Scatter plot emphasis on correlation between data, where user can see whether or not, two or more sets of quantitative values are correlated in certain direction in a certain degree. It is also very useful in determining trend in the data and identify the any outliners or outcast. Outliners is a data value that behaves differently from other member within the data sets. With more data points that can be exploited, scatter plot can be used in a larger and more complex data for data science. Using scatter plot, data scientist can measure the actual values in the raw data and use it against the predicted values of the model. And in terms of the 4Vs, scatterplots have been able to show that it can handle massive volume of data, as well as different varieties of data sources.

3. Tree Maps

Tree Maps is used to present a hierarchical information which offers many customization features within various of categories. The founder, Ben Shneiderman, emphasis on the purpose of tree maps, being to spot a particular conditions within a large set of data rather than quantitative comparison or to rank items. Tree maps is popular amongst both business analyst and data scientist as it is very easy to understand and to interpret. Some of the advantages including high efficiency space and high scalability, which means that the method is suitable for large hierarchical structures and the efficiency allow additional graphic data to be combined into the whole tree structure, thus “Volume” and “Variety” of the Big 4s are not an issue. As for the Velocity, tree-map is able to get a real time and interactive.

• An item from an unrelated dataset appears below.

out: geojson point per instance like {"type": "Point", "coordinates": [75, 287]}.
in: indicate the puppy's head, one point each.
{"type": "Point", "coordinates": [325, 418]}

4. Parallel Coordinates (PCP)

This method used plot against many individual data elements across many different dimensions and categories. It is very useful when looking at multidimensional data as it caters to many variables between different axis and data elements. PCP is more favorable for reading clustering, outlier detection and change detection. Although, some criticism for PCP arise due to its potential of being over-cluttered and not very easy to create in a value. However, this criticism can be reduced by using interactivity and a technique called “Brushing” where it provides a highlight in a selected lines or collection of lines whilst the others can fade out and it will be able to filter other noises. Furthermore, PCP ticked all three of V’s boxes as it provides platform for high dense volume, and variety, but also can be used as a real-time platform.

5. Tag Cloud

Many of the visualization tools are used to interpret quantitative data, and not many are able to represent qualitative one. Tag or Word Cloud (TC) is one of the tool that are able to tackle this problem. It is an effective way to evaluate text data and depict it into a word cloud, it is very useful in this day of age where text data through social media and website searches are dominant. Most times, tag cloud serves a certain number of most used tag in the defined areas, and the tag’s popularity is shown by the font size. Other attributes such as colors, intensity, or weight can be used as further visual properties.

6. Theme River

This visualization technique is design to enable the identification of trends or occurrences as well as unexpected occurrences within the themes or topics. The visualization was designed to cater multivariate data over a long period of times, and first was designed based on histogram. Both histogram and Theme River (TR) uses variations in width to characterize different variations in strength or degree of representation. However, TR simplify UI of tracking individual themes by providing a continuous “flow” from one data point to another.